Saya juga melihat jangkauan lintas rantainya mencakup Ethereum, Arbitrum, BNB Chain, Berachain, Base, dan jaringan EVM lain yang didukung.
Kedengarannya nyaman, tetapi kenyamanan memunculkan pertanyaan lain: ke mana risiko berpindah saat kita mengotomatisasi?

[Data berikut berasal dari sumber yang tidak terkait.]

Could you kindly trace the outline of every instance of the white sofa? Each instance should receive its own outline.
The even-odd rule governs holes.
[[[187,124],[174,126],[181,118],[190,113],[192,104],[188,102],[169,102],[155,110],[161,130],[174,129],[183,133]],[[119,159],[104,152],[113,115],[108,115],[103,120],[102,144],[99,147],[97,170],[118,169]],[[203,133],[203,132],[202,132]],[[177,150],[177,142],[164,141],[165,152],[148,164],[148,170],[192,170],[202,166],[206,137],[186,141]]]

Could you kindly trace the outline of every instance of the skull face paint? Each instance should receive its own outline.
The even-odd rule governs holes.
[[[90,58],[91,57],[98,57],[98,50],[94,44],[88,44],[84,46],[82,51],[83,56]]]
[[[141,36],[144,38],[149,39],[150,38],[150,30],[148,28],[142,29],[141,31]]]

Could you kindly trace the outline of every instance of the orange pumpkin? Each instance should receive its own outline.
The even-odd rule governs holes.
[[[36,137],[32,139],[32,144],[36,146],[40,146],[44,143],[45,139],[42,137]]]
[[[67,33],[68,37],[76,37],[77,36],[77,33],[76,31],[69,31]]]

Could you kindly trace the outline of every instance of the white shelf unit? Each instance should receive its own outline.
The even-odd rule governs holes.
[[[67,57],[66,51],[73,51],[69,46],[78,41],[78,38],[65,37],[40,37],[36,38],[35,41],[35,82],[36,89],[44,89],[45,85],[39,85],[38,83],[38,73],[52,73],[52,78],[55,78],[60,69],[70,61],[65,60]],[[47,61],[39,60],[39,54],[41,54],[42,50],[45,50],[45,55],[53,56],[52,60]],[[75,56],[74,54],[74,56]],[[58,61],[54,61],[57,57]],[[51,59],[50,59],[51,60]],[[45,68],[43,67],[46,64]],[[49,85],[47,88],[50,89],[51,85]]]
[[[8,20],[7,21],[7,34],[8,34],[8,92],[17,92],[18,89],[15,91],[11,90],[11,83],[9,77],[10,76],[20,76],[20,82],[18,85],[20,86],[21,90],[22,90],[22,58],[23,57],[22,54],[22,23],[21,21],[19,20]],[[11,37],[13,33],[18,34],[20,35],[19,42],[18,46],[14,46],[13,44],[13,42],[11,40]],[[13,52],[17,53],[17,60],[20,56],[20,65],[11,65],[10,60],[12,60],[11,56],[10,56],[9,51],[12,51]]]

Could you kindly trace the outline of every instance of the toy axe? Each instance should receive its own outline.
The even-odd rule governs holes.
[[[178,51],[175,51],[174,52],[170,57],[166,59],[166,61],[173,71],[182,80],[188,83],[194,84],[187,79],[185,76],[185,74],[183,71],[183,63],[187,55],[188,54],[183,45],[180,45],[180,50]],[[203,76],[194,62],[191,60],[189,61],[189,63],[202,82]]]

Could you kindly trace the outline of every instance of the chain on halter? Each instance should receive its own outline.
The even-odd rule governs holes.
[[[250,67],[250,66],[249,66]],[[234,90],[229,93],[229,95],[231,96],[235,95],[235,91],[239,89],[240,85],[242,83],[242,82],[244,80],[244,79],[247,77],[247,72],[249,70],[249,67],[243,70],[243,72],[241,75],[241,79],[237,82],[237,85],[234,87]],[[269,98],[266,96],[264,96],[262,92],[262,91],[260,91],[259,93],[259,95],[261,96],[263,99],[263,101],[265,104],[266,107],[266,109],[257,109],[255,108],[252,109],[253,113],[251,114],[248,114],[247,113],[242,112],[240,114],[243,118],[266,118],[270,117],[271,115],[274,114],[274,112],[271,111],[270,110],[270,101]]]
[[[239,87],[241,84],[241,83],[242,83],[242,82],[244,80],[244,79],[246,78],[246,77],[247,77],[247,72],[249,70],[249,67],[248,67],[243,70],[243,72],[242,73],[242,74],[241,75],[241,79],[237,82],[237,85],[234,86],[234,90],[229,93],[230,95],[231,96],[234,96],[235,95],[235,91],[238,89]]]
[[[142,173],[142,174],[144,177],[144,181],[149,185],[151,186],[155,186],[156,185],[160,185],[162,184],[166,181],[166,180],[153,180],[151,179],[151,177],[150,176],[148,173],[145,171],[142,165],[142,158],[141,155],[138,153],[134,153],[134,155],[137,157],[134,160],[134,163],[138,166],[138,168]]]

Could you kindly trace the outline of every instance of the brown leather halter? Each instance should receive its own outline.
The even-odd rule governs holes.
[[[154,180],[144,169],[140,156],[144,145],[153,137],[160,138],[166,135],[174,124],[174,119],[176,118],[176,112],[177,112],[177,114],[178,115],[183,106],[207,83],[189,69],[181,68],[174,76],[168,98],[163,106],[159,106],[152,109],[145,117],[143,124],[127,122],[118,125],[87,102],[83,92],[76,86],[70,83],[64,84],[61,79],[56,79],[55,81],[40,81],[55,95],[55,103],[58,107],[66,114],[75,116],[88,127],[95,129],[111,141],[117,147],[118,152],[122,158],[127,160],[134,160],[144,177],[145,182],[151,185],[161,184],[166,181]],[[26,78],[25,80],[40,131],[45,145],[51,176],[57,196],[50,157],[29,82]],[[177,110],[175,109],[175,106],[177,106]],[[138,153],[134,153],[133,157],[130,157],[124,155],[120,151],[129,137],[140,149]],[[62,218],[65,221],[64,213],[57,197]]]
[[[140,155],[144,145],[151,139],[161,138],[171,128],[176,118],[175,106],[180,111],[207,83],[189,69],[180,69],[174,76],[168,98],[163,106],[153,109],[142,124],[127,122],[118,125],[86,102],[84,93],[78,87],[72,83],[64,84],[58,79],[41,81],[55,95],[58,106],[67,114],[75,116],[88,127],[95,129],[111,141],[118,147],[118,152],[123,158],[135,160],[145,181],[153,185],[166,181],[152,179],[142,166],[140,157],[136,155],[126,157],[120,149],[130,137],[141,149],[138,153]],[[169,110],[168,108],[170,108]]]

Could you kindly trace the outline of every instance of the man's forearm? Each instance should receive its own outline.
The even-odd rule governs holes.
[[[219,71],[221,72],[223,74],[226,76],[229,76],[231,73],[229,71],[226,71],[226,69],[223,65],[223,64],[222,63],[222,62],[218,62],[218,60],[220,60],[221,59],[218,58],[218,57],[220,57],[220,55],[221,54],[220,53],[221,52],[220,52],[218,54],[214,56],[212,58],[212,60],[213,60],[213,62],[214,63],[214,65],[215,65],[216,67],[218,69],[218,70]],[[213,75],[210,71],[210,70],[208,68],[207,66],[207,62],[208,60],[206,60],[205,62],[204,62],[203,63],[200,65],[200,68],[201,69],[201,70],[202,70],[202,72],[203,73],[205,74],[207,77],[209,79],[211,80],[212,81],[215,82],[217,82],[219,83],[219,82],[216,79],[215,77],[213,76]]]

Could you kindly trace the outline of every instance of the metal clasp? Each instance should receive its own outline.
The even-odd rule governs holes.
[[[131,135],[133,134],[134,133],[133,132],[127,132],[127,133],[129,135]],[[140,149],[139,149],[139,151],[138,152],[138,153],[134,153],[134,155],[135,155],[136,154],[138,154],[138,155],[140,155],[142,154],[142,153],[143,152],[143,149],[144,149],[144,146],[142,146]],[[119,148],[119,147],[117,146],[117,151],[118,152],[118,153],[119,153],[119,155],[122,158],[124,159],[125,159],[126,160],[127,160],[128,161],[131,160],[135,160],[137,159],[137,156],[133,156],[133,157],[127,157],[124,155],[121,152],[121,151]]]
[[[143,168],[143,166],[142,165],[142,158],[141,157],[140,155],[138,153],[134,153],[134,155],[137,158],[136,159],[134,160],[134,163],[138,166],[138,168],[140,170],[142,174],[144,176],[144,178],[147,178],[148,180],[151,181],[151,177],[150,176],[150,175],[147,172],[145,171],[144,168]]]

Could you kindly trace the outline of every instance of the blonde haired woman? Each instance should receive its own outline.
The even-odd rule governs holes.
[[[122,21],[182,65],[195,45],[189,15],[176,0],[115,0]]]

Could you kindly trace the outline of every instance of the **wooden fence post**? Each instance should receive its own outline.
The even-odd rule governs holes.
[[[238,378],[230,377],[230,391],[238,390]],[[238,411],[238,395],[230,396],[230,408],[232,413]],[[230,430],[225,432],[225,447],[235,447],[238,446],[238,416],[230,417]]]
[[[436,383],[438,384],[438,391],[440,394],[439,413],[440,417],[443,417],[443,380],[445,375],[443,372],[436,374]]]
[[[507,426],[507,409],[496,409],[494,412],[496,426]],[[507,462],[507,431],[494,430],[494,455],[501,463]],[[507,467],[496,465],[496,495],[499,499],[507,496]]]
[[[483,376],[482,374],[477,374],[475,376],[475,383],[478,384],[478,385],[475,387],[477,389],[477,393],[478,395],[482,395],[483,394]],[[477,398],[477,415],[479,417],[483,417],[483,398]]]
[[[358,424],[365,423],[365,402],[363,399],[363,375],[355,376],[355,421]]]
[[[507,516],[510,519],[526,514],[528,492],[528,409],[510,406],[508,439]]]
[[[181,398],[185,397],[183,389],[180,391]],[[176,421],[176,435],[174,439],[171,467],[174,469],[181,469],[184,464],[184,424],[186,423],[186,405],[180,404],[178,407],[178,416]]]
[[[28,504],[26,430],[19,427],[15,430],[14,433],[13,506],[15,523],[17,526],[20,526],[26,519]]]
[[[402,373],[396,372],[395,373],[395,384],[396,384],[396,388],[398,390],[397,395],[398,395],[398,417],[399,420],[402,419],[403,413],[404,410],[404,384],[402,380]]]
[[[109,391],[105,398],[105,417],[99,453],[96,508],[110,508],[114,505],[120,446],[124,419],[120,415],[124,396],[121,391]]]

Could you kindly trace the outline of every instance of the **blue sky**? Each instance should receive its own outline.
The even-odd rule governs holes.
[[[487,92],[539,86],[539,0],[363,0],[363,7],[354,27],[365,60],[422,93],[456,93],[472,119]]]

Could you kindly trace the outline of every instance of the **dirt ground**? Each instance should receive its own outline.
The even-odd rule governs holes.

Ketergantungan lintas-chain, likuiditas yang terfragmentasi, asumsi eksekusi, risiko smart contract, dan desain insentif tetap menjadi faktor penting. Otomatisasi tidak menghilangkan ketidakpastian; ia hanya mengubah siapa—atau apa—yang menanganinya.
Yang saya anggap lebih menarik adalah gagasan pendelegasian yang dibatasi.
Saya tidak ingin perangkat lunak membuat setiap keputusan untuk saya. Saya ingin sistem yang memungkinkan saya mendefinisikan batasnya, memahami aturannya, lalu membiarkan otomatisasi menangani koordinasi yang berulang di dalam batas itu.
Itulah bagian dari #TermMax yang paling dekat saya pantau: bukan apakah kode dapat menggantikan penilaian, tetapi apakah kode bisa membuat pendelegasian lebih transparan dan dapat dipertanggungjawabkan.